You will often find RAM having issues when you have a stable OC and then add more RAM ... Each stick presents a tougher load on the memory controller which will often require lowering the OC when adding sticks.  4 x 8GB is easier than 8 x 4GB.  We sometimes see the same effect when a system ages and that ones getting a bit long in the tooth.  And yes ... another symptom of aging is 'fuzz' buildup on the contacts.  Other times, instead of the green fuzz, I have been able to "feel" slime.   The 1st thing that came to mind was when I bought a houseboat ... the vinyl ceiling had an orange tint and slimy feel to it ... turned out the guy was a heavy smoker and ceiling was stained with "smokers grime".

Never was able to determine actual cause ... but I clean the slots with a  foam swab dipped in Indigo Xtreme Cleaner, same for the stick pins.  This "stuff" can affect voltage / current disproportionately and it drives the IMC nutz.

EDIT:  looks like cleaning helped


----------



## JalleR (Feb 12, 2019)

GRATE to hear, i think i will speed up my move to a new case and hope for the same result


----------



## eidairaman1 (Feb 12, 2019)

johnspack said:


> Well thanks for the help guys.  I pulled all sticks,  scrubbed the contacts,  blew out the slots,  put it back together and voila all 32gbs working again.  Bizarre,  but makes me very happy!
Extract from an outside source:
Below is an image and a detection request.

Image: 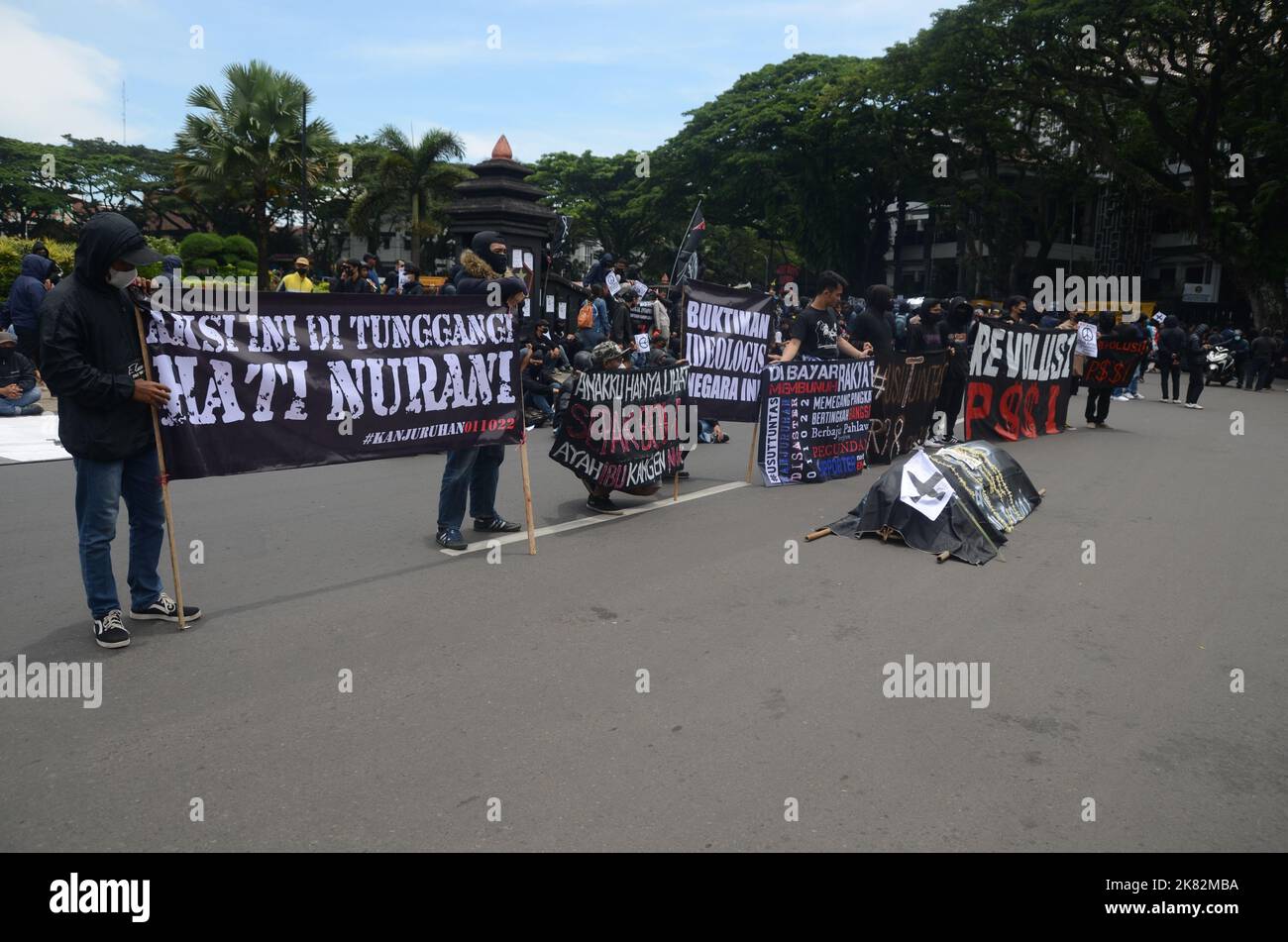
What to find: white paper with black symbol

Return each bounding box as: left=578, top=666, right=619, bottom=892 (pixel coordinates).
left=899, top=451, right=953, bottom=520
Contact problems, electron migration too


----------



## johnspack (Feb 13, 2019)

More than that,  age and degradation.  I looks like my cpu is slowly dying...  realized today I can't go back to 1866 ram speeds,  it just boot loops.  1600 I can still stress test it and it passes.  Was looking at used x99 stuff,  and realized I can barely afford the ram,  the mobos aren't bad used.. but the used desktop cpus are ridiculous.  400+us.  I need cores for vms,  but I would also like to game once in a while.  Intel xeons are too slow for gaming.
I guess the next best thing is a used ryzen 1700 system for a fraction of the price.  But then I have to find friggin samsumg b-die dimms for cheap.  This is going to put me in the poor house either way....
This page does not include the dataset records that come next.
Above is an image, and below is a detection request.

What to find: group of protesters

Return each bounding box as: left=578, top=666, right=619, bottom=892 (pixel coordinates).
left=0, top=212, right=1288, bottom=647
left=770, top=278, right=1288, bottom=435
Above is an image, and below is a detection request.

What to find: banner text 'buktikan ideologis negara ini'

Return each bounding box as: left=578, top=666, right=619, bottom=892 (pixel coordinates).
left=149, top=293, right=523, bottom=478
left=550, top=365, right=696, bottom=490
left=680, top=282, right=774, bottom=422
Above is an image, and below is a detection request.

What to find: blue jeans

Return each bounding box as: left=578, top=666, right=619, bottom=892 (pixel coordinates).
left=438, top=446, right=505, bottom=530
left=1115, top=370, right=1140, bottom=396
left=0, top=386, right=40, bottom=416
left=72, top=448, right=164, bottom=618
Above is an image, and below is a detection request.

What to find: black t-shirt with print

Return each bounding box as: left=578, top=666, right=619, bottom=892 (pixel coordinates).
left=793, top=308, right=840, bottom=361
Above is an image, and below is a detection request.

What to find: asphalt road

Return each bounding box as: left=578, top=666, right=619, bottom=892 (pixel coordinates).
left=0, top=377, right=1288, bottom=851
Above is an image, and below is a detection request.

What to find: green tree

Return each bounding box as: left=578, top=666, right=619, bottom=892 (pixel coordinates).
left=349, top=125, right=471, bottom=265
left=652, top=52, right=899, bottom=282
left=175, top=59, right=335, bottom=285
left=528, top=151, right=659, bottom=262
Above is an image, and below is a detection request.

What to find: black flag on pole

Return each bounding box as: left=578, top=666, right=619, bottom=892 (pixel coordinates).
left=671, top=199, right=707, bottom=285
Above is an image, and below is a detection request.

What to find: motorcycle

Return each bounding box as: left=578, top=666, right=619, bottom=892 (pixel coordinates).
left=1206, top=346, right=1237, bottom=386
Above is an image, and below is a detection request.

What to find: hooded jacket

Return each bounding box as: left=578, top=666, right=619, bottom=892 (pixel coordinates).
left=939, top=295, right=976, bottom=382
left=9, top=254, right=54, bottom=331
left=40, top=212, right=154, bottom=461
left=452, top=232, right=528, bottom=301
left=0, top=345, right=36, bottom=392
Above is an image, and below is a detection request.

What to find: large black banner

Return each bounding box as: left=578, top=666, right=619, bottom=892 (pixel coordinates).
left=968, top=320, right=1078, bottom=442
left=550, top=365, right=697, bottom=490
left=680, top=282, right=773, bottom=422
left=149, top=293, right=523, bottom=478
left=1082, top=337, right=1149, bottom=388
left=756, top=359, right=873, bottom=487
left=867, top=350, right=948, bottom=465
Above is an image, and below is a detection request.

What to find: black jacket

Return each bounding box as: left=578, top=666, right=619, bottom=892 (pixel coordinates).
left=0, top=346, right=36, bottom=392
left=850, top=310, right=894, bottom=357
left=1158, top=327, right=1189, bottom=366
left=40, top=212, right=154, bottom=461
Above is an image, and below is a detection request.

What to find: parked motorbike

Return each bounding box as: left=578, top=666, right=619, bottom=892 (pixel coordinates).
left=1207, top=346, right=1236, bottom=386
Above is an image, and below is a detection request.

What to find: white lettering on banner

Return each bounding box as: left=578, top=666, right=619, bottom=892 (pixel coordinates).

I suspect it must be my cpu,  so I just ordered a 1660 for 100 bucks.  If it doesn't work it can just resell it!


----------



## Shambles1980 (Feb 13, 2019)

did you re seat the cpu#??


----------



## johnspack (Feb 13, 2019)

I reseated everything.  Time for a new cpu....
And I guess I'll be reseating it with the new cpu,  4.8 at under 1.35 I hope.
I guess I kind of wanted this since the 1680s just won't come down in price enough.....
And a Captain doesn't let his ship go down...  he does everything in his power to keep it afloat and fighting....


----------



## Hardcore Games (Feb 24, 2019)

try running 16 sticks of RAM in a box


----------



## johnspack (Feb 26, 2019)

Got my new/used 1660 today...  so far up to 4.5ghz and all 32gbs ram at 1866 still.  It's looking like a fix.  I did clean the contacts of the new
1660 just to make sure.  It's just behaving much better than my old 1650,  so I guess I fried the imc somehow.  Using much lower voltages this time,
but this cpu doesn't seem to need as much.....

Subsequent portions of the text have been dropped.